Answer to Question #49615 in Economics of Enterprise for Obinna
As people live longer, does that mean that they are healthier and thus spend less on medical care, or more disabled and spend more?
The health of the population is also viewed as a measure of the overall effectiveness of the healthcare system. The extent to which the population lives longer healthier lives signals an effective system. - While life expectancy is one measure, HHS uses a composite health measure that estimates not only the average length of life, but also, the part of life expectancy that is expected to be “in good or better health, as well as free of activity limitations." Between 1997 and 2010, the number of expected high quality life years increased from 61.1 to 63.2 years for newborns. - The underutilization of preventative measures, rates of preventable illness and prevalence of chronic disease suggest that the US healthcare system does not sufficiently promote wellness. Over the past decade rates of teen pregnancy and low birth rates have come down significantly, but not disappeared. Rates of obesity, heart disease (high blood pressure, controlled high cholesterol), and diabetes are areas of major concern. While chronic disease and multiple co-morbidities became increasingly common among a population of elderly Americans who were living longer, the public health system has also found itself fending off a rise of chronically ill younger generation. According to the US Surgeon General “The prevalence of obesity in the U.S. more than doubled (from 15% to 34%) among adults and more than tripled (from 5% to 17%) among children and adolescents from 1980 to 2008.” - A concern for the health system is that the health gains do not accrue equally to the entire population.
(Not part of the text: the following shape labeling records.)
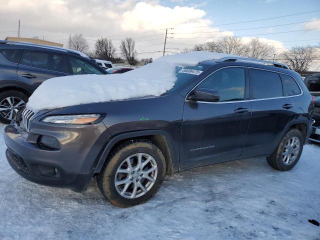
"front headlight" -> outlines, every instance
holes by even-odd
[[[46,116],[42,120],[45,122],[52,124],[92,124],[98,122],[101,116],[100,114],[56,115]]]

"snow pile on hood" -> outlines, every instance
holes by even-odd
[[[230,56],[194,52],[164,56],[122,74],[54,78],[38,87],[29,98],[26,107],[36,112],[92,102],[160,96],[174,85],[176,66],[196,65],[202,61]]]

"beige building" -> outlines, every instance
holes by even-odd
[[[42,40],[38,38],[18,38],[18,36],[7,36],[6,38],[6,41],[14,42],[31,42],[34,44],[40,44],[41,45],[47,45],[48,46],[60,46],[62,48],[64,44],[58,44],[54,42],[47,41],[46,40]]]

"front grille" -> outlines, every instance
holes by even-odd
[[[30,122],[31,122],[32,117],[34,116],[35,114],[36,113],[32,110],[28,108],[25,108],[24,112],[22,112],[22,121],[26,132],[29,132]]]
[[[7,159],[14,164],[16,168],[24,173],[29,174],[29,169],[24,161],[18,154],[10,148],[6,151]]]

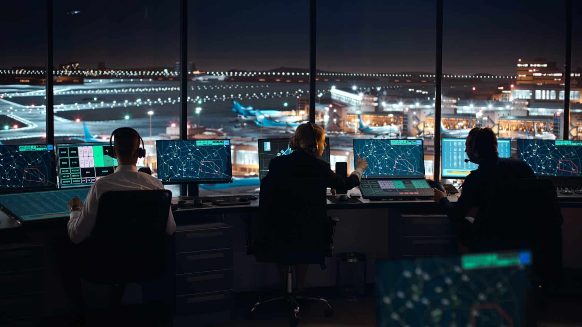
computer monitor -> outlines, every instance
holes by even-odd
[[[324,149],[321,159],[331,163],[329,159],[329,138],[325,138],[327,146]],[[289,147],[289,138],[259,138],[258,140],[258,172],[259,179],[261,180],[269,172],[269,163],[271,159],[282,155],[286,155],[293,152]]]
[[[56,188],[52,144],[0,145],[0,193]]]
[[[354,140],[354,166],[365,157],[362,179],[424,178],[422,140]]]
[[[582,141],[517,140],[517,158],[537,176],[582,177]]]
[[[57,144],[59,187],[91,186],[115,172],[117,159],[107,154],[109,147],[109,142]]]
[[[155,147],[164,184],[232,183],[230,140],[163,140]]]
[[[376,263],[377,326],[525,326],[528,251]]]
[[[441,176],[443,178],[464,179],[471,170],[474,170],[477,165],[473,162],[465,162],[469,159],[465,152],[464,138],[450,138],[443,137],[442,146],[442,168]],[[497,152],[499,158],[511,157],[511,140],[509,138],[497,139]]]

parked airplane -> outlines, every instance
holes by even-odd
[[[398,125],[385,125],[384,126],[368,126],[364,123],[361,116],[358,115],[360,120],[360,126],[358,130],[362,134],[369,134],[377,136],[381,135],[400,134],[400,126]]]
[[[260,115],[268,118],[281,117],[283,115],[283,113],[278,110],[255,109],[250,106],[244,106],[236,101],[232,101],[232,111],[236,113],[239,118],[245,120],[254,120]]]

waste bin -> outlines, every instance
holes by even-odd
[[[367,264],[361,253],[339,253],[336,256],[336,287],[340,297],[357,300],[365,295]]]

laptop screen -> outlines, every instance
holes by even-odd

In the United States, disparities in health care and health outcomes are widespread. Minorities are more likely to suffer from serious illnesses (e.g., diabetes, heart disease and colon cancer) and less likely to have access to quality health care, including preventative services. Efforts are underway to close the gap and to provide a more equitable system of care. So, we can see, that as people live longer, that doesn't mean that they are healthier and thus spend less on medical care, but as the medical care level improved significantly, people can live more, but spend more for treatment and may not be healthier.